Mit neuem Schnelltest das richtige Antibiotikum gegen multiresistente Keime finden

Neuer Schnelltest hilft bei der Vergabe des „richtigen“ Antibiotikums
Untersuchungen zeigen, dass die Mehrzahl der Antibiotikaverordnungen auf Verdacht erfolgt. Das heißt, es liegen zum Zeitpunkt der Verordnung gar keine Laborergebnisse vor, welche Erreger im Spiel sind. Das liegt einmal daran, dass Ärzte vielfach gar keinen Abstrich entnehmen. Tun sie es doch, dauert das Ergebnis drei Tage. Grund ist, dass die Bakterien meistens erst kultiviert werden müssen. In Zeiten zunehmender Antibiotikaresistenzen ist das unteroptimal. Denn nur eine gezielte und sparsame Verwendung von Antibiotika kann das bedrohliche Geschehen etwas bremsen.
Für den Patienten selbst kann die lange Analysezeit äußerst gefährlich werden, insbesondere bei schweren Infektionen, etwa einer Sepsis, ist Zeit ein entscheidender Faktor. "Viel zu oft müssen wir ‚blind' mit Breitspektrumantibiotika behandeln, da wir zunächst weder den Erreger noch eventuell vorhandene Resistenzen bestimmen können", erläutert Prof. Michael Bauer, Direktor der Klinik für Anästhesiologie und Intensivmedizin am Universitätsklinikum Jena das Dilemma. Ein Teufelskreis, der das Entstehen neuer Resistenzen begünstige.
Lab-on-a-Chip-System ist blitzschnell
Abhilfe soll jetzt ein Schnelltest schaffen, den Wissenschaftler des Leibniz-Instituts für Photonische Technologien (Leibniz-IPHT) und des Center for Sepsis Control and Care des Universitätsklinikums Jena entwickelt haben. Statt drei Tage dauert die mikrobiologische Erregerdiagnostik damit nur noch etwas mehr als drei Stunden. „Mit unserem Lab-on-a-Chip-System, also einem miniaturisierten Labor, können wir Bakterienstämme und deren Resistenzen in weniger als dreieinhalb Stunden eindeutig bestimmen,“ erläutert Projektleiterin Prof. Ute Neugebauer vom am Leibniz-IPHT und Universitätsklinikum Jena den Vorteil des neuen Ansatzes. „Eine derart schnelles Verfahren könnte die Diagnostik von Infektionskrankheiten revolutionieren.“
Der Schnelltest kombiniert lichtbasierte Analysemethoden mit mikrofluidischer Probenprozessierung. Dabei werden die Erreger auf einem Chip fixiert, mit verschiedenen Antibiotika in unterschiedlichen Konzentrationen in Kontakt gebracht und mit Laserlicht bestrahlt. Per Raman-Spektroskopie werten die Forscher das gestreute Lichtspektrum aus.

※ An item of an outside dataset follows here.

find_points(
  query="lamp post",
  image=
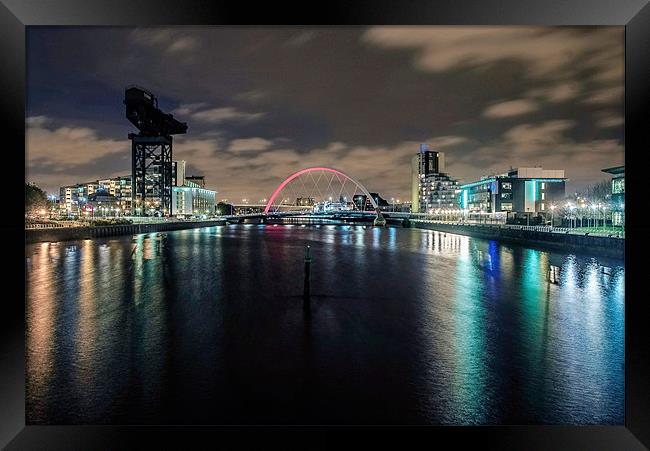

Bereits nach zwei Stunden seien eindeutige Veränderungen sichtbar, erklärt Prof. Jürgen Popp, Direktor des Leibniz-IPHT und Leiter des Instituts für Physikalische Chemie der Friedrich-Schiller-Universität Jena. „Daraus lässt sich ableiten, ob der Stamm resistent oder sensibel ist“, so der Wissenschaftler. „Zugleich erhalten wir Informationen darüber, wie hoch die Konzentration des Antibiotikums sein muss, um das Bakterienwachstum vollständig zu hemmen. Das ist ein wichtiger diagnostischer Parameter, der den Erfolg der Behandlung entscheidend beeinflusst,“ so Popp weiter.
Einsatz in Kliniken und Arztpraxen geplant
Momentan arbeiten die Jenaer Forscher an einer Plattform für den Einsatz in Krankhäusern. Später soll es zu einem Schnelltestsystem für Hausärzte weiterentwickelt werden. "Damit haben Mediziner ein mächtiges Werkzeug, das sie bei der personalisierten Therapieentscheidung, alsobei der Vergabe des passenden Medikamentes unterstützt“, so Popp.